A bayesian regression using molecular dataset based on the (F. A. Faber et al., J. Chem. Theory Comput 13, 5255-5264 2017.) literature
SupplementaryMaterials dataset is required for this program to run. The link I used was recently made unavailable.
*** Possible to find dataset (qm9) from this article: Ramakrishnan, Raghunathan; Dral, Pavlo; Dral, Pavlo O.; Rupp, Matthias; Anatole von Lilienfeld, O. (2017): Quantum chemistry structures and properties of 134 kilo molecules. figshare. Collection ***
Bayesian Regression model is essentially a lienar model with a L2 penalty on the coefficients. Unlike ridge regression where the key to that penalty is a regularization hyperparameter which must be set, in BR the optimal regularizer is estimated from the data. In this case our CM vector or Coulomb Matrix is a 2D matrix. Each row or col represents an atom. The composition of the matrix is relatively simple, the Coulomb classic mutual exclusion between every two atoms. So then we are left with:
M_i,j = 0.5*Z^(2.4) for I = J Z_I * Z_J / abs(R_I - M_J) for I != J
Here off-diagonal elements correspond to the Coulomb repulsion between atoms I and J, while diagonal elements encode a polynomial fit of atomic energies to nuclear charge. (M. Rupp et al., Phys. Rev. Lett. 108, 058301, 2012.)
I used SK_learn algorithms for defining training and test sets as well as performing the Bayesian Ridge Regression on the CM vector. Code is commented generally in order establish where/how I split the data and apply skleearn and numpy libraries.

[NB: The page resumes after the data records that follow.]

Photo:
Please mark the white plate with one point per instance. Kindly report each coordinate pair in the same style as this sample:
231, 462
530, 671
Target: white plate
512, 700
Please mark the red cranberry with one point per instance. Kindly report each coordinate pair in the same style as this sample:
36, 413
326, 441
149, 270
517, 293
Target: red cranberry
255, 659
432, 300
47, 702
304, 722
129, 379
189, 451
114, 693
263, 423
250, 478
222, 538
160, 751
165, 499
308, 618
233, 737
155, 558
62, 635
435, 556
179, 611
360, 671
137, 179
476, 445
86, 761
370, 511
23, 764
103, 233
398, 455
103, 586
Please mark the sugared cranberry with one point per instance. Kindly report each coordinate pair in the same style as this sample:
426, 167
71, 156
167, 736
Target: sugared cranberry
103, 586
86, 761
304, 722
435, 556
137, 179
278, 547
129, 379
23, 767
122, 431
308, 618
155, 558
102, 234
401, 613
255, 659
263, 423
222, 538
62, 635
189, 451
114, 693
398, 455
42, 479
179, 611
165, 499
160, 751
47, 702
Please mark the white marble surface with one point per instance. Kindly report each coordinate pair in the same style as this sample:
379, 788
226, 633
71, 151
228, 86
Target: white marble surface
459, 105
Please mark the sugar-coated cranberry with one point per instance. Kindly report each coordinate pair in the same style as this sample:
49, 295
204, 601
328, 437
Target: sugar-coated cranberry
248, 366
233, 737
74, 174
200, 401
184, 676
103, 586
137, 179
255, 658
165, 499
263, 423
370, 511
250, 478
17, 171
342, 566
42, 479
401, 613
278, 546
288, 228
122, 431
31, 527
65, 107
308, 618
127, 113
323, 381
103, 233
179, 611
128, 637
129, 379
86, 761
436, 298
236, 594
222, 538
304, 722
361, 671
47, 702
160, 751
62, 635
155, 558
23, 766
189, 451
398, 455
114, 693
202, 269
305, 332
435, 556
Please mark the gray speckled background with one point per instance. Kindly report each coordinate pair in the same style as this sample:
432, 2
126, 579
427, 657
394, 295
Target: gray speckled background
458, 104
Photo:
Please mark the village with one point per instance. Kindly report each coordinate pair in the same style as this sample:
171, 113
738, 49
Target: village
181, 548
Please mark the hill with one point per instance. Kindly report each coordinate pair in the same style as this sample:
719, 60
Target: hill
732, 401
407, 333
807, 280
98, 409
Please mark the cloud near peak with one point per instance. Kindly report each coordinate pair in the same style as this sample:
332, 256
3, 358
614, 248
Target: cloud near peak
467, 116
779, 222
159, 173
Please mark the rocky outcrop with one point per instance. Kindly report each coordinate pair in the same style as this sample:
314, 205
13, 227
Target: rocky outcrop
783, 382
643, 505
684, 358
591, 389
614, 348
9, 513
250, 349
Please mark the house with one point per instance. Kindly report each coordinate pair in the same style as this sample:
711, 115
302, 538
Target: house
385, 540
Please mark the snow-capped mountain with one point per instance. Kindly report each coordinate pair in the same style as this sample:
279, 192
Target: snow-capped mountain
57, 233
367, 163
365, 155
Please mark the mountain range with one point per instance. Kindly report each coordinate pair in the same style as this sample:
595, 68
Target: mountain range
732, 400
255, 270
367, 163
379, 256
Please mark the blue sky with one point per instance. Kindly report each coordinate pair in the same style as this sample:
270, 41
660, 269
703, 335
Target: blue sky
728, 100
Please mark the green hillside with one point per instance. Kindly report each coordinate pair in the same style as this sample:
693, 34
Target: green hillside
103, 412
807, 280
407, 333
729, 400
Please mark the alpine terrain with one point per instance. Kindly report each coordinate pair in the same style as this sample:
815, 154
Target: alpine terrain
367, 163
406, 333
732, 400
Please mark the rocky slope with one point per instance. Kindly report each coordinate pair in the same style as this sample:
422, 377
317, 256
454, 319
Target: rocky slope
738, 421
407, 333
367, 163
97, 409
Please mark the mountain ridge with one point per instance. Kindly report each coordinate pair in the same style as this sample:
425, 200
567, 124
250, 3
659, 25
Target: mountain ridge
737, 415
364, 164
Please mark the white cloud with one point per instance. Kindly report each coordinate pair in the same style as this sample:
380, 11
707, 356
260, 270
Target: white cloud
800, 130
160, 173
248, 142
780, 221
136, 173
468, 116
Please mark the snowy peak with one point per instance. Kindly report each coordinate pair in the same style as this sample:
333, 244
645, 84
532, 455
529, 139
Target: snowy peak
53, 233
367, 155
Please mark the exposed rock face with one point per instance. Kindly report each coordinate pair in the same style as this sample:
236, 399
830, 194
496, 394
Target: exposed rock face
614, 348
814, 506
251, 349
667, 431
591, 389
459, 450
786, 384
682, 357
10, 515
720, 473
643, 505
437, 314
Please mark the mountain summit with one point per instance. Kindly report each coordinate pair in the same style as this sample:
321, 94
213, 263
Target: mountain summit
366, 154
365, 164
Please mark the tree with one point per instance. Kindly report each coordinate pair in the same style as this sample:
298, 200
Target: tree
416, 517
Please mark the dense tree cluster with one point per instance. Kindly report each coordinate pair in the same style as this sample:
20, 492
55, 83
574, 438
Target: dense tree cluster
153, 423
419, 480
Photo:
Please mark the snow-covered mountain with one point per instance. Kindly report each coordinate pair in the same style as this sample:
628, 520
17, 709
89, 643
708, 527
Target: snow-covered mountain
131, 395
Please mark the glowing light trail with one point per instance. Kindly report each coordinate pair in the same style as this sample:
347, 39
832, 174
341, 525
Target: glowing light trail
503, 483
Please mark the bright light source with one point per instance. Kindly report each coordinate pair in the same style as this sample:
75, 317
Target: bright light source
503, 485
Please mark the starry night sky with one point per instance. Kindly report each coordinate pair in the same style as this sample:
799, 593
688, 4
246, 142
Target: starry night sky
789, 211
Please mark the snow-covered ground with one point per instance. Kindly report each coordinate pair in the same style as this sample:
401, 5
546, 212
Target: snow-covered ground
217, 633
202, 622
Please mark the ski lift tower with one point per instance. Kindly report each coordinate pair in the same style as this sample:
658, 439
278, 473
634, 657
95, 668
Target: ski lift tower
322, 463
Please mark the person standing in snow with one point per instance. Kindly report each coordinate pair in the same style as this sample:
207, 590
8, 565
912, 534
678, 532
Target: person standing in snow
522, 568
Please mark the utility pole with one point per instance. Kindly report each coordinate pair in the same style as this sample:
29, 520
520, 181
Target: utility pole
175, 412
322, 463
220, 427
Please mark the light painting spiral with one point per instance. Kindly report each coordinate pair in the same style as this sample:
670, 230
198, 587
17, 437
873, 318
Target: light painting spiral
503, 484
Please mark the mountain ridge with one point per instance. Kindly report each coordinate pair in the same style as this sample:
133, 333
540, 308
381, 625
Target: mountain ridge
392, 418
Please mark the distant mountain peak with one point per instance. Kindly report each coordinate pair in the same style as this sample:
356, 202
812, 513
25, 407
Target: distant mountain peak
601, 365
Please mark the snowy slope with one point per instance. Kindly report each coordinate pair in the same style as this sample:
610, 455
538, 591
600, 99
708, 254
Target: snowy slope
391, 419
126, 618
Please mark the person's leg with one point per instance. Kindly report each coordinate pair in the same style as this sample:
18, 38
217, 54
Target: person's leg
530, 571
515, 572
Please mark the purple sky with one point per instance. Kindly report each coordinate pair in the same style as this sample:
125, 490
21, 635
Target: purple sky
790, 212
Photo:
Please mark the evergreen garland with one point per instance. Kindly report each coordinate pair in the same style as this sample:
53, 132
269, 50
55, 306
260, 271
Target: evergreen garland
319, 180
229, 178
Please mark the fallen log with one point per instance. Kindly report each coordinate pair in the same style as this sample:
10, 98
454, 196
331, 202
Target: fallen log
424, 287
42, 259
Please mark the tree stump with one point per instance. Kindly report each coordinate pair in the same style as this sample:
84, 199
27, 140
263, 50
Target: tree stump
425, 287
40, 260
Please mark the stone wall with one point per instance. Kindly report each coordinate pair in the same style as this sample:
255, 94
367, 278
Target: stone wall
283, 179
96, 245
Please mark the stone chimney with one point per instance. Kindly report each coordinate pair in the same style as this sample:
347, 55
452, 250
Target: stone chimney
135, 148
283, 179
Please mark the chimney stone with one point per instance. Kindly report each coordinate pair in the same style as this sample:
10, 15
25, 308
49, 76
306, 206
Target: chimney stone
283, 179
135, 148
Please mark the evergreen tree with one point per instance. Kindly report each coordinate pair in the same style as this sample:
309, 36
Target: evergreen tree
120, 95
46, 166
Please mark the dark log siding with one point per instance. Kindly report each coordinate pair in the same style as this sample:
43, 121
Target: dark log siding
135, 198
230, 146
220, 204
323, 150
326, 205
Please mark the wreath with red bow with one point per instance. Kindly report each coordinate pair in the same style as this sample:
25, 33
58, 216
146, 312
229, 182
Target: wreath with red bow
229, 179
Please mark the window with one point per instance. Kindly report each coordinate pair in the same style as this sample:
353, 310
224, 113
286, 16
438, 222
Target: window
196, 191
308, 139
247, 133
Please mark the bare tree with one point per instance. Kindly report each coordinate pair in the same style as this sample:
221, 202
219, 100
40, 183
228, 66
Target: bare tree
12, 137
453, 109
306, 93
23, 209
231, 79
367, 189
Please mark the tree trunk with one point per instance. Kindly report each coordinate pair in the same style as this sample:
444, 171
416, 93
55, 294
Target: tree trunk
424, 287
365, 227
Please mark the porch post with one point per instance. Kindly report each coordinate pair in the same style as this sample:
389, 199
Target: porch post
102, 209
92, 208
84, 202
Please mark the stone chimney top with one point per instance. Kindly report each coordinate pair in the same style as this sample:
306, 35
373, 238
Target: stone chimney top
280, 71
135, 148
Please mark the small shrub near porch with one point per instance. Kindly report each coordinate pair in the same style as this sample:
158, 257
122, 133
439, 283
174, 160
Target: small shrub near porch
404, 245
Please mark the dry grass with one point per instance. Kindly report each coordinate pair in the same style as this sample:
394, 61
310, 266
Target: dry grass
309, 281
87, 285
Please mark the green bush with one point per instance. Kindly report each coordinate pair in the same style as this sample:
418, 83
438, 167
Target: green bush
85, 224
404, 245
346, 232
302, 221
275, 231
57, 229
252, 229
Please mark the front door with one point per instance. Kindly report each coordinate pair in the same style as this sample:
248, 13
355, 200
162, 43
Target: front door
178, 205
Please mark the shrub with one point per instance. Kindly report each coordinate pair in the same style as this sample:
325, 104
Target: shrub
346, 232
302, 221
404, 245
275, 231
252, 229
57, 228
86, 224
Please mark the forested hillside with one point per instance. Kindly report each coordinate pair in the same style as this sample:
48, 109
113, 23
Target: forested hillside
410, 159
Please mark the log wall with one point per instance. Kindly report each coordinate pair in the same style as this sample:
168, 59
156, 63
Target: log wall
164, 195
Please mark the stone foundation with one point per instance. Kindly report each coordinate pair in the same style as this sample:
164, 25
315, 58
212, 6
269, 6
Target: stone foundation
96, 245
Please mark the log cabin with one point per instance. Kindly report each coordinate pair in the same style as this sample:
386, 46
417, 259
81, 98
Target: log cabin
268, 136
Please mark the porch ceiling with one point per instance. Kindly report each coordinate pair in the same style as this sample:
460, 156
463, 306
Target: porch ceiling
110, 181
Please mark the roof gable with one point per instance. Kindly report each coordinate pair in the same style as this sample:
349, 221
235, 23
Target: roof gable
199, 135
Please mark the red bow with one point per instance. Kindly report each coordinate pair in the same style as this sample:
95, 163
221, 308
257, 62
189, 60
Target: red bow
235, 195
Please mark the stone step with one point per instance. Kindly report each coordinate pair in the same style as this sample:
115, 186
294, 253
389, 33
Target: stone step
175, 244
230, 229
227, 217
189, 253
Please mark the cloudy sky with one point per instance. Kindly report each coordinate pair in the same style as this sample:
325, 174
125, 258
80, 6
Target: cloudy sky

My Bayesian Regression data was run for all 13 properties of the CM feature vector generated from feature.py file. My results compare my results to the Faber et al. paper where my inspiration came from to run this program. The error of my results does not exceed 3% which is very good, and most likely means I ran my program correctly. The CM-BR.txt file included in this repository is available for analysis, as well as a picture ResultsBayesRegression for easy understanding of waht is being calculated in the .txt file.
Overall, my Master's degree research involves DFT so this was a fun side project to run and see how close regression techniques could come to accurately determine DFT calculations done using traditional DFT methods.
Thanks to Yu Chieh Chi for the collaboration.